Workshop organised in collaboration with the ERC Project NOTCOM.
Convenors: Goran Gaber (European University Institute/MFO), Mouhamadoul Khaly Wélé (IHRIM, ENS Lyon/ NOTCOM)
Digitising historical sources and tools for their analysis is transforming how we think about and practice intellectual history. Much like the introduction of print profoundly altered the intellectual landscape of early modernity, the contemporary constitution of digital editions offers new insights, but also requires new practical skills and unprecedented expert collaboration.
The effects of digital historical scholarship on the practice of early modern intellectual history take several forms. First, by digitising corpora, it facilitates access to the historiographical canon, but also broadens and transforms this canon itself. Second, the parallel development of digital tools for analysing the corpora reveals new features of the studied texts and previously overlooked connections between them. Finally, these significant shifts allow us to revisit a series of theoretical, epistemological and practical questions concerning the nature of our historiographical resources, the modes and models governing our production of historical knowledge, and the social aims of historiography itself.
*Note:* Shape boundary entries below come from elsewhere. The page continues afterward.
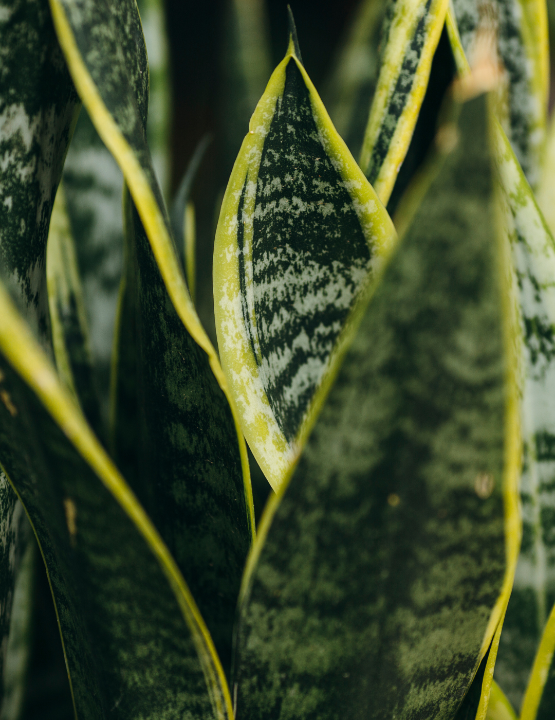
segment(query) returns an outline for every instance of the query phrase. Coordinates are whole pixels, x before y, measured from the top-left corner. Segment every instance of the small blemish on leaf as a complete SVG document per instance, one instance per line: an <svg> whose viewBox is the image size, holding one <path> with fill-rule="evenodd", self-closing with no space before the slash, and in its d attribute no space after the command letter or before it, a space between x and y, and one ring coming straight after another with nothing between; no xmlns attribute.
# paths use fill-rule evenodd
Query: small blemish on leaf
<svg viewBox="0 0 555 720"><path fill-rule="evenodd" d="M9 397L9 393L7 390L0 390L0 399L1 399L2 402L6 405L12 417L14 418L17 415L17 408L12 402L12 398Z"/></svg>
<svg viewBox="0 0 555 720"><path fill-rule="evenodd" d="M493 475L489 472L479 472L474 480L474 490L482 500L486 500L493 492Z"/></svg>
<svg viewBox="0 0 555 720"><path fill-rule="evenodd" d="M71 546L73 547L75 546L75 536L77 534L77 524L76 523L77 508L75 506L75 503L71 498L66 498L64 500L63 509L66 511L66 522L68 525L68 531L69 532L69 541L71 544Z"/></svg>
<svg viewBox="0 0 555 720"><path fill-rule="evenodd" d="M397 494L397 492L391 492L387 495L387 502L392 506L392 508L397 508L399 503L401 502L401 498Z"/></svg>

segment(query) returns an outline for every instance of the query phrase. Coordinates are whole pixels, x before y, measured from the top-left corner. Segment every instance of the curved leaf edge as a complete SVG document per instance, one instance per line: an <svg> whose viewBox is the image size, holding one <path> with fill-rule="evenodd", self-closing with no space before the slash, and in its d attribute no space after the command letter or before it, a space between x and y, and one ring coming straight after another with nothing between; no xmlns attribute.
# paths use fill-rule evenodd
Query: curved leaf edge
<svg viewBox="0 0 555 720"><path fill-rule="evenodd" d="M489 106L491 108L491 103ZM451 113L451 114L454 114ZM456 114L458 115L458 113ZM493 118L491 109L489 116L491 137L495 127L494 122L496 122ZM452 146L451 148L446 148L445 145L436 143L430 153L431 156L425 161L423 172L417 177L416 182L418 184L422 184L425 187L428 186L431 182L433 176L435 176L441 167L442 163L441 155L448 154L452 149ZM423 193L421 190L419 191L418 189L411 188L410 186L407 194L410 193L417 197L423 197ZM406 230L409 222L410 219L404 223L404 229ZM522 536L522 522L518 495L518 481L520 474L522 459L520 448L522 444L520 442L520 402L517 377L518 364L516 355L516 348L519 346L519 331L514 303L512 302L512 298L514 295L514 284L513 288L510 287L511 282L514 284L515 281L512 271L512 258L508 240L502 232L499 232L495 240L499 248L500 260L502 266L500 268L501 271L500 272L500 281L502 287L503 284L506 286L505 288L506 292L501 292L501 297L502 299L504 318L503 334L505 337L505 354L507 359L506 367L507 394L505 413L505 462L502 480L507 566L501 591L490 613L489 620L484 631L484 639L474 669L474 672L476 672L491 646L484 680L482 682L482 696L476 720L484 720L487 715L499 640L505 613L513 589ZM382 272L385 269L387 264L391 261L396 252L402 252L402 243L400 243L394 251L389 254L387 261L384 264L384 267L382 269ZM304 433L303 441L304 442L317 418L319 410L325 402L325 399L339 372L343 360L354 339L363 316L371 302L372 297L378 285L379 282L367 285L359 294L355 307L353 308L349 316L348 321L346 323L346 326L334 348L332 358L330 359L329 370L326 373L322 384L317 392L317 397L315 396L315 411L310 418L310 423L307 422L302 428ZM300 452L301 450L299 449L296 460L298 460ZM238 603L238 606L240 608L248 600L251 578L274 517L291 480L295 464L292 465L289 469L282 485L276 494L271 496L264 508L258 526L256 541L249 553L243 572Z"/></svg>
<svg viewBox="0 0 555 720"><path fill-rule="evenodd" d="M256 528L247 447L241 432L235 402L227 387L217 354L194 309L183 272L177 262L164 218L143 168L104 104L98 88L87 70L63 7L59 0L49 0L49 2L58 40L77 92L102 142L122 170L148 237L168 294L187 331L208 356L212 371L230 404L239 444L248 526L251 538L254 540Z"/></svg>
<svg viewBox="0 0 555 720"><path fill-rule="evenodd" d="M343 166L338 168L339 172L346 184L348 184L349 194L353 200L356 199L358 205L358 212L361 223L371 222L371 215L368 210L369 203L374 203L376 210L380 214L382 228L379 233L374 232L372 238L375 243L372 248L375 266L372 273L373 276L371 279L368 279L366 283L369 283L371 286L376 284L379 274L383 271L384 261L391 254L397 241L397 233L391 218L374 188L355 161L346 144L333 126L316 88L295 54L292 39L285 57L272 73L264 94L251 119L249 132L243 141L222 202L214 248L214 307L222 366L232 393L237 398L240 398L243 395L242 387L245 369L249 378L253 380L254 393L258 397L260 406L263 407L263 410L255 410L252 413L249 412L248 420L245 418L245 413L241 413L240 422L253 454L275 492L279 492L280 487L289 482L289 477L300 455L306 438L317 418L323 400L337 373L337 369L334 369L335 364L330 358L318 389L309 404L297 438L289 445L274 415L269 400L258 377L259 371L255 357L248 349L249 343L243 337L244 328L237 320L238 314L240 313L226 312L222 307L226 302L229 302L227 294L230 292L230 289L235 297L238 297L240 293L237 255L235 253L232 256L227 251L227 226L231 225L233 222L238 222L235 218L237 217L239 198L248 175L248 184L256 186L257 176L253 174L252 169L249 168L250 156L253 153L261 152L265 135L258 128L263 123L269 122L269 117L271 120L274 115L276 102L283 93L284 87L285 68L292 59L297 64L309 91L315 117L318 118L318 130L321 133L322 143L326 150L330 148L335 156L340 158ZM225 284L220 282L222 278L225 278ZM359 292L358 298L364 295L364 289ZM355 305L347 317L336 342L335 348L332 352L332 357L338 352L340 354L340 347L344 344L344 341L342 339L343 336L346 333L350 337L349 326L353 321L352 318L356 314L357 305L358 300L355 301ZM222 328L227 327L228 325L232 326L234 337L240 338L238 341L241 345L238 352L236 351L236 348L234 348L234 352L230 352L226 348Z"/></svg>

To discuss these issues, channels of Digital Scholarship is delighted to welcome five speakers from the Taylor Institution Library (Oxford), the Bodleian Library (Oxford), and the research centre IHRIM (CNRS UMR 5317) at the Ecole Normale Supérieure de Lyon, who will present their work and explore the possibilities digital scholarship offers for intellectual history in general and for that of early modernity in particular.